There is no one size fits all answer for this question. You are asking for a non-existence check: “no subscriber exists”. That is always a tricky one in a distributed system. In Daml there is currently only one type of non-existence check: negative key lookups.
In all cases, proving non-existence contends with creations. So you do have to lock the newspaper before you change the price. Otherwise getting the price change through cleanly is a nightmare.
To see the possible tradeoffs that we can make let’s write down clear requirements:
- Non-existence: We can check within a transaction - ie with on-ledger guarantees - that no subscriber is active
- Open App: The space of possible subscribers open in the sense that you can’t efficiently enumerate it. Let’s say that means it’s >1000 as transactions with >1000 ledger events are problematic…
- Independent subscriptions: There is no off-ledger process that can coordinate subscription requests to manage contention.
- Parallelism: No matter how many parallel subscription requests there are, they do not contend with each other.
Let’s give these properties up one by one:
No Non-Existence
If we don’t need any guarantees within the transaction your Attempt #2 works. You are trusting the off-ledger integration here to correctly perform the checks.
Closed subscriber space
Imagine you can enumerate the S<1000 possible subscribers. Just put a contract key on your subscriber contracts and do S lookupByKeys to check they are either inactive or don’t have a subscription at all.
External Subscription Management
Let’s say I have only a known fixed set of external processes that can add subscriptions - eg by virtue of managing subscriptions through a request-accept pattern so that the actual subscription is always submitted by the newspaper issuer.
In that case the off ledger process can sequence/coordinate the parallel subscription requests. The easiest way to do this would be to pre-allocate a subscription slots, each with a sequential integer ID as key. Say you start with N and whenever you fill up t*N
for some threshold 0<t<1
you allocate another ceiling(i*N)
for some increment 0<i
. The slots are empty at this point
When the subscription requests come in, the Java process matches them with slots thus avoiding any contention. If there more requests than free slots, there is no contention, but a short latency until more slots are allocated.
Limitations to Parallelism
You can prove that with the other requirements in place, you cannot get full parallelism. Outline of the proof: Imagine subscription S is created at offset O. Let C_1 and TX_1 be the command for the correct non-existence transaction TX_1 at offset O-1. To have on-ledger guarantees would mean TX_1 needs to be accepted at O-1, but rejected at O+1. That means TX_1 either does a negative lookup on a key occupied by S, or it consumes something that the creation of S requires.
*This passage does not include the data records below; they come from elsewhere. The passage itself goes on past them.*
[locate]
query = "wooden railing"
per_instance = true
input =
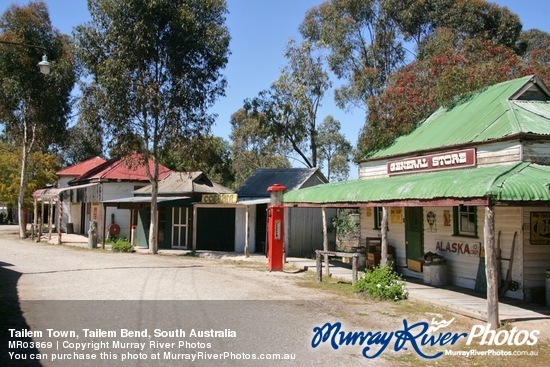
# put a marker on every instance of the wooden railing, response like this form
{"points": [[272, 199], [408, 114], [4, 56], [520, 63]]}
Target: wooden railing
{"points": [[319, 254]]}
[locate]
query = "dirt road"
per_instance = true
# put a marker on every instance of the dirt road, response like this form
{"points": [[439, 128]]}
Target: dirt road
{"points": [[80, 307]]}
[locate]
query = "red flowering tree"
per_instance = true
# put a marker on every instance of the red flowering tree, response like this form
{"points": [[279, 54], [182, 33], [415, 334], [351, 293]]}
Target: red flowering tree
{"points": [[450, 69]]}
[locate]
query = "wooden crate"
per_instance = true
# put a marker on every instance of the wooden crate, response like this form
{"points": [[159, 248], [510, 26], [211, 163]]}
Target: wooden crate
{"points": [[414, 265]]}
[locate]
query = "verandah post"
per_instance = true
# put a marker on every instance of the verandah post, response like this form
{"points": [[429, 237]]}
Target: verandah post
{"points": [[491, 267], [384, 239]]}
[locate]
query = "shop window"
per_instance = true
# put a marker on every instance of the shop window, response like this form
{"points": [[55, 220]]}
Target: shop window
{"points": [[465, 220]]}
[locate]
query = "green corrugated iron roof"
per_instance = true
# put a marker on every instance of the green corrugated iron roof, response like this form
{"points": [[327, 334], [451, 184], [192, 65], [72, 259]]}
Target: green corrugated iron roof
{"points": [[487, 115], [519, 182]]}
But because we have an open universe of possible subscribers, the negative lookup cannot depend on the subscriber in S. And because we cannot rely on an off-ledger component for coordination, any artificial key (like a sequential integer), or any thing the creation of S would consume, would also have to be consumable by another subscription S’, whose creation would thus contend with S.
And that last part gives us the clue how to think about this: We cannot prevent there being an S’ that could content with S, but we can make it more or less likely by consuming (looking up) from a greater or smaller possible pool of things. In other words, we can shard the creation of subscriptions more or less.
A simple strategy is to define a number N of shards. For each N maintain a counter in a separate contract that you increment when you create a subscription in that shard and decrement when you remove it. To get a party’s shard, hash it. Eg sha256
modulo N. Now your non-existence check is N fetches and checking all counters are 0. To estimate your probability of collision, assume you generally have P commands in flight at a time. That means a given command overlaps with ~2P other commands. The probability of it going in the same shard is 2P/N. So if you want a 99% success rate on first try and have constant parallelism 10, you need 2000 shards, which is pretty expensive for the non-existence check.
You can make your sharding a bit more dynamic by building something like a binary search tree of all subscribers so that the chance of collisions decreases with the number of already existing subscribers.
But no matter your strategy, if your number of shards gets really large, you start having to decompose your non-existence proof. For example if you worked with the simple strategy and 10000 shards, I’d first run 10 transactions in parallel each checking no active subscriptions in 1000 shards each, and then one extra transactions to combine those results.